MIT Spin-Off Emvolon Raises $1.5 Million

By Dan Anderson • May 26, 2021
  • Emvolon, a technology company launched out of MIT, announced recently it has raised $1.5 million in seed funding.

Emvolon — a technology company launched out of MIT that is developing a platform for distributed chemical production from resources that otherwise would be wasted — announced recently that it raised a $1.5 million seed investment led by The Engine. The funding raised will be used for building out the Emvolon team and creating a dedicated laboratory space for development of Emvolon’s platform that converts the wasted natural gas at flare sites into usable chemicals like methanol for use in a broad array of industrial applications or as a fuel.

Flaring is known as a wasteful practice of burning natural gas, produced from oil wells that can not be economically taken to market.
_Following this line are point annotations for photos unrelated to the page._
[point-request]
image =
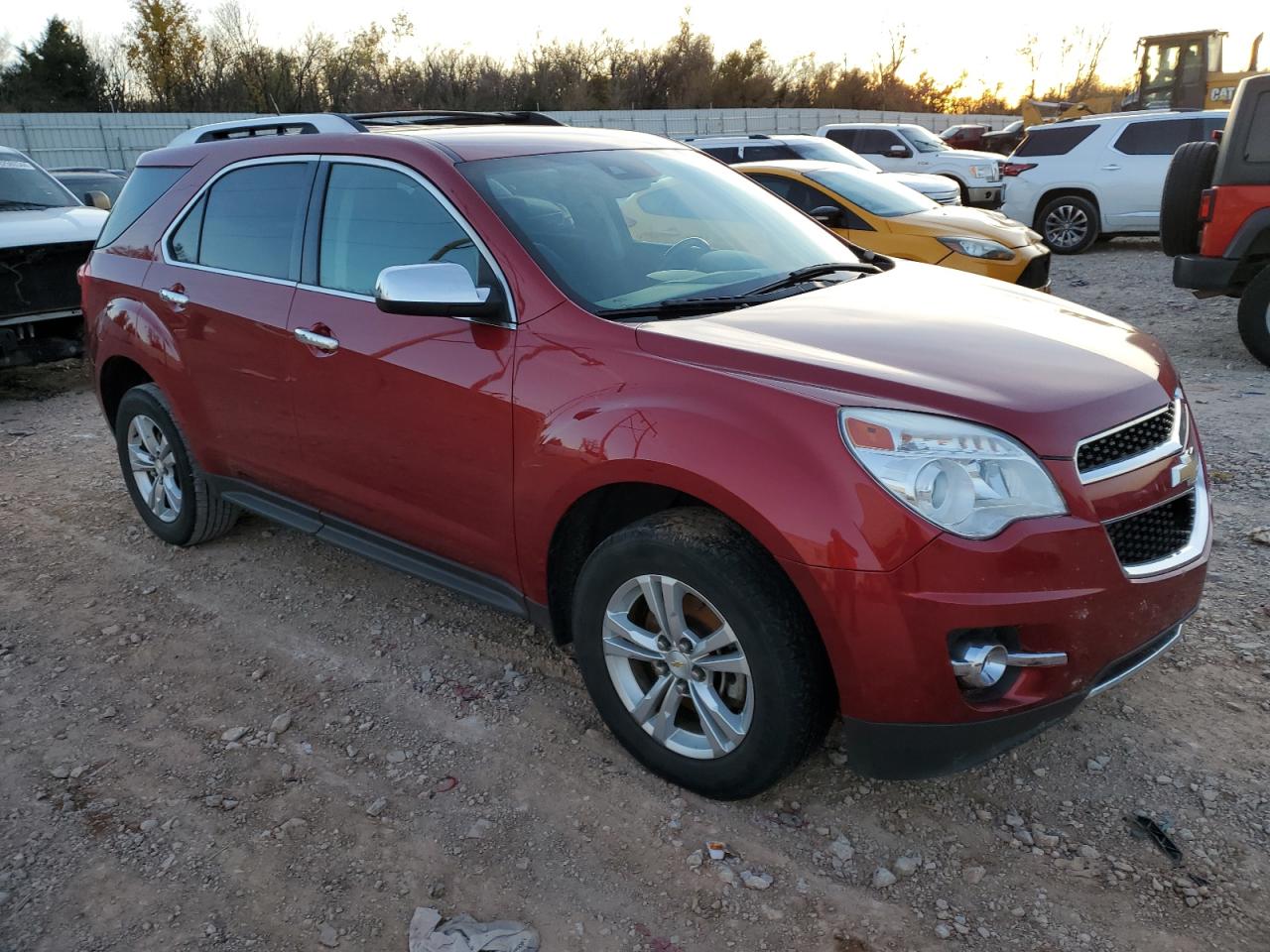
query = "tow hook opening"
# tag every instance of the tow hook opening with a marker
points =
(982, 660)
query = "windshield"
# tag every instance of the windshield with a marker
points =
(876, 194)
(924, 140)
(23, 184)
(828, 151)
(625, 229)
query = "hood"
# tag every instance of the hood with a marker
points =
(50, 226)
(971, 222)
(924, 338)
(922, 181)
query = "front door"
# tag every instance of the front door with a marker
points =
(405, 426)
(223, 286)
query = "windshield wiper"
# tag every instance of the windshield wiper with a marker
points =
(817, 271)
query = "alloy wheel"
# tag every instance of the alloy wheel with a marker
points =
(154, 467)
(1066, 226)
(677, 666)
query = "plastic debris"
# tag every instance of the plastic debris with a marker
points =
(465, 934)
(1144, 824)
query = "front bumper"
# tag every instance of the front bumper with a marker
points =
(992, 195)
(1203, 273)
(920, 751)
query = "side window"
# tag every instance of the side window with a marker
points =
(186, 239)
(1159, 137)
(724, 154)
(252, 221)
(878, 141)
(843, 137)
(376, 217)
(767, 153)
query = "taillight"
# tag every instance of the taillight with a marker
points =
(1206, 202)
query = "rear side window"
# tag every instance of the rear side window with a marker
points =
(1053, 140)
(843, 137)
(145, 185)
(724, 154)
(250, 221)
(1161, 137)
(375, 218)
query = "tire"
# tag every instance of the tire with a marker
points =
(778, 708)
(1255, 316)
(187, 511)
(1069, 225)
(1189, 173)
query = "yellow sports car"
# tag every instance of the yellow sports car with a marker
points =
(897, 221)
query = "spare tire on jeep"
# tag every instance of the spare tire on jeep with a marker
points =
(1189, 175)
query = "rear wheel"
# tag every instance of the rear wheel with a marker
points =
(698, 655)
(171, 494)
(1191, 172)
(1069, 223)
(1255, 316)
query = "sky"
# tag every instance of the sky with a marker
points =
(979, 39)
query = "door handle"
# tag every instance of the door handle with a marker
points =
(318, 340)
(175, 298)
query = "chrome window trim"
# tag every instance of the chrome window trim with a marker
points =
(1194, 547)
(206, 186)
(1138, 665)
(1170, 447)
(449, 209)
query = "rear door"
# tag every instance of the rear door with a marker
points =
(223, 285)
(1132, 175)
(405, 426)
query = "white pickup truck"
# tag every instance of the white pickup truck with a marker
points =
(906, 148)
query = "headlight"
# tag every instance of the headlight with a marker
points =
(965, 479)
(978, 248)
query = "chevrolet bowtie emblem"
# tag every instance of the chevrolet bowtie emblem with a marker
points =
(1187, 468)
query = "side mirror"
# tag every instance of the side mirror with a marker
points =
(826, 214)
(439, 289)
And an estimated 150 billion cubic meters per year is flared into the air, equivalent to 275 million metric tons of carbon dioxide. Emvolon’s platform can negate 90% of the carbon dioxide emissions that natural gas flares emit every year, and sell valuable products into large global chemicals markets.

Emmanuel Kasseris and Leslie Bromberg, the founders of Emvolon, are pioneering a device built using inexpensive and ubiquitous components from established supply chains for the automotive industry to do such conversion at the site of the flares. And the same device can be used to convert other stranded resources like biomass, which would otherwise rot in fields or forests, or biogas into a variety of useful chemicals. Plus it can also be applied to distributed ammonia manufacturing, providing chemical energy storage for communities without reliable grid connections.

KEY QUOTES:

“This wasted gas is a stranded resource. At Emvolon we are reimagining mass-produced automotive internal combustion engines as miniature chemical processing plants that can efficiently and effectively provide communities the raw materials they need, without building massive refineries and chemical plants. The process enables economically attractive small plants by exchanging economies of mass production for economies of scale.”

— Emmanuel Kasseris, Emvolon’s co-founder and CEO

“Emmanuel and Leslie enable us to imagine a world with a much more efficient utilization of natural resources. Emvolon promises a future with a much smaller carbon footprint for our most difficult to decarbonize sectors while simultaneously enabling cost-effective, on-demand and distributed chemical production.”